In 1988 ten tijde dat moeder Jennigje met haar vader Hendrik naar Wezep gingen wonen wordt de boerderij nr. 4 verkocht aan hun voormalige buurjongen Marinus [Rinus] Sluiter met vrouw Elly en kinderen.
Ook Rinus werkt net als zijn broer Gerrit bij de Post. Ook zij gaan er het nodige verbouwen.
2007 – 2013.
In november 2007 is de opstart van het Project “Ruimte voor de Rivier”.
Een landelijk project om de rivieren in Nederland meer ruimte te geven voor een betere doorstroming.
Dit naar aanleiding van het hoge water in de rivieren in 1995.
Uiteindelijk blijkt dat de boerderijen Schellerdijk 2 en 4 gelegen op de uiterwaarden, beter kunnen verdwijnen om ruimte te maken voor de rivier de IJssel.
De broers Gerrit en Marinus, die samen met hun gezinnen in de boerderij 2 en 4 wonen besluiten in te gaan om hun boerderijen/woningen te verkopen met de toezegging dat er aan de Schellerdijk tussen de nummers 6 en 8 een terp komt waar twee nieuwe woningen gebouwd mogen worden.

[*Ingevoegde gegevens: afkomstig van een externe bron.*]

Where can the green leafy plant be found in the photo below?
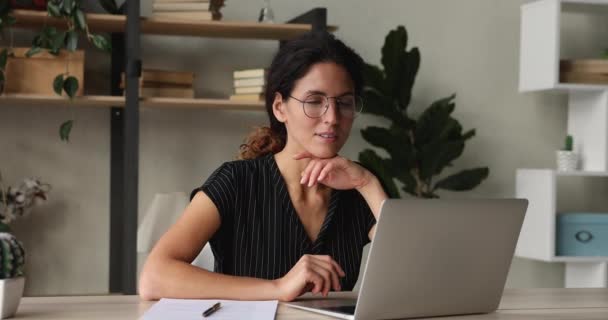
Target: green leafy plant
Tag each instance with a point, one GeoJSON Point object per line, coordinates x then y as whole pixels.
{"type": "Point", "coordinates": [55, 40]}
{"type": "Point", "coordinates": [15, 203]}
{"type": "Point", "coordinates": [419, 149]}
{"type": "Point", "coordinates": [569, 143]}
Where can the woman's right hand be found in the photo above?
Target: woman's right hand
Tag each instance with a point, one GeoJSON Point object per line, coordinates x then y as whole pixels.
{"type": "Point", "coordinates": [314, 273]}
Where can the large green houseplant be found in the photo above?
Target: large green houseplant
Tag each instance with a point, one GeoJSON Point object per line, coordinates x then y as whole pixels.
{"type": "Point", "coordinates": [419, 149]}
{"type": "Point", "coordinates": [54, 40]}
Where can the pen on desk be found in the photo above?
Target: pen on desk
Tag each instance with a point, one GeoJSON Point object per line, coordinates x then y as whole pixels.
{"type": "Point", "coordinates": [211, 310]}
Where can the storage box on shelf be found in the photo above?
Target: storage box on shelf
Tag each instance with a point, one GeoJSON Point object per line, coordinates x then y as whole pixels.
{"type": "Point", "coordinates": [545, 41]}
{"type": "Point", "coordinates": [537, 239]}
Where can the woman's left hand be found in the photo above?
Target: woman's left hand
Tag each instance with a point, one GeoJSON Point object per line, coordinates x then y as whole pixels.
{"type": "Point", "coordinates": [337, 173]}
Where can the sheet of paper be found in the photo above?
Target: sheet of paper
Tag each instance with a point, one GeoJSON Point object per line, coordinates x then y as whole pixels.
{"type": "Point", "coordinates": [185, 309]}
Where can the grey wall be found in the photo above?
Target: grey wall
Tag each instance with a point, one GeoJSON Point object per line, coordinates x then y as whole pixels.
{"type": "Point", "coordinates": [470, 47]}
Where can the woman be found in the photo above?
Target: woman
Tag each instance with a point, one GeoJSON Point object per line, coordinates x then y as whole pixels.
{"type": "Point", "coordinates": [292, 216]}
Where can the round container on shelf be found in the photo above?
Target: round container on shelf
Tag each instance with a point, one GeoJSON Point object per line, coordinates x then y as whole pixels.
{"type": "Point", "coordinates": [567, 160]}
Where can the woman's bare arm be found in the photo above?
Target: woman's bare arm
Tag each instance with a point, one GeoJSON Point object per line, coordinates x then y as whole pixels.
{"type": "Point", "coordinates": [168, 273]}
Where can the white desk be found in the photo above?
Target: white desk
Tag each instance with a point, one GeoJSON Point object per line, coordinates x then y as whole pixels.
{"type": "Point", "coordinates": [537, 304]}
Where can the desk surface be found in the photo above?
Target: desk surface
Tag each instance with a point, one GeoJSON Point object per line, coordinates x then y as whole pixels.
{"type": "Point", "coordinates": [554, 304]}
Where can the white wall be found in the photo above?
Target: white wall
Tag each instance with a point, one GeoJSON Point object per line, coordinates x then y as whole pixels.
{"type": "Point", "coordinates": [470, 47]}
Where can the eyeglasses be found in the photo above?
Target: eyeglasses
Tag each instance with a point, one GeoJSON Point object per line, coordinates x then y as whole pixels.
{"type": "Point", "coordinates": [316, 105]}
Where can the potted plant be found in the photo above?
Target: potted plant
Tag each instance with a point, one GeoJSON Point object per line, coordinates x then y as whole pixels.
{"type": "Point", "coordinates": [567, 159]}
{"type": "Point", "coordinates": [56, 40]}
{"type": "Point", "coordinates": [14, 203]}
{"type": "Point", "coordinates": [419, 149]}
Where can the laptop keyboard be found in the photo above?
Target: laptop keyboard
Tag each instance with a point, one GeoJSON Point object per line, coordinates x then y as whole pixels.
{"type": "Point", "coordinates": [341, 309]}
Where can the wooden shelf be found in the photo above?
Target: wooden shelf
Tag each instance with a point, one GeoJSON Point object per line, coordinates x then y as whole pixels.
{"type": "Point", "coordinates": [224, 104]}
{"type": "Point", "coordinates": [116, 101]}
{"type": "Point", "coordinates": [579, 259]}
{"type": "Point", "coordinates": [157, 26]}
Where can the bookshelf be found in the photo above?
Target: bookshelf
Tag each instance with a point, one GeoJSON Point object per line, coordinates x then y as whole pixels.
{"type": "Point", "coordinates": [125, 32]}
{"type": "Point", "coordinates": [547, 37]}
{"type": "Point", "coordinates": [119, 102]}
{"type": "Point", "coordinates": [157, 26]}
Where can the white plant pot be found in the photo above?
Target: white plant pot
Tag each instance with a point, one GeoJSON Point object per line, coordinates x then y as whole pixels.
{"type": "Point", "coordinates": [567, 160]}
{"type": "Point", "coordinates": [11, 291]}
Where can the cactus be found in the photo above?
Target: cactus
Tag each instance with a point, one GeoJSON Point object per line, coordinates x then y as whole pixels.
{"type": "Point", "coordinates": [12, 256]}
{"type": "Point", "coordinates": [569, 143]}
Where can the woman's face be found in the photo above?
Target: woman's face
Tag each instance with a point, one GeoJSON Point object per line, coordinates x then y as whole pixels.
{"type": "Point", "coordinates": [322, 136]}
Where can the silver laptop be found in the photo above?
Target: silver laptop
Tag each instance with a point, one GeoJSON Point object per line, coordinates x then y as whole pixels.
{"type": "Point", "coordinates": [432, 258]}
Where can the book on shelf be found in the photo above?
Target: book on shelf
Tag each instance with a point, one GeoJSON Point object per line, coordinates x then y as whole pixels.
{"type": "Point", "coordinates": [249, 82]}
{"type": "Point", "coordinates": [166, 77]}
{"type": "Point", "coordinates": [583, 77]}
{"type": "Point", "coordinates": [258, 89]}
{"type": "Point", "coordinates": [148, 84]}
{"type": "Point", "coordinates": [180, 6]}
{"type": "Point", "coordinates": [180, 1]}
{"type": "Point", "coordinates": [187, 15]}
{"type": "Point", "coordinates": [584, 66]}
{"type": "Point", "coordinates": [254, 97]}
{"type": "Point", "coordinates": [249, 73]}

In 2010 verkopen de broers al het onroerend goed op “Tichelwerk” Schellerdijk 2 en 4.
Maar het zal nog tot 2013 duren dat de woningen klaar zijn en de broers met hun gezinnen kunnen verhuizen.
In overleg met betrokken partijen van “Ruimte voor de Rivier” wordt besloten de boerderijen gedeeltelijk af te breken zodat er een Ruïne overblijft als aandenken van honderden jaren steen en dakpannen bakken aan de IJssel, “Het Tichelwerk” geheten.
Bron: Collectie Overijssel, Archeologische dienst Zwolle – dhr M. Klomp, familie Zwep, familie Sluiter. Samensteller: M. Dijk.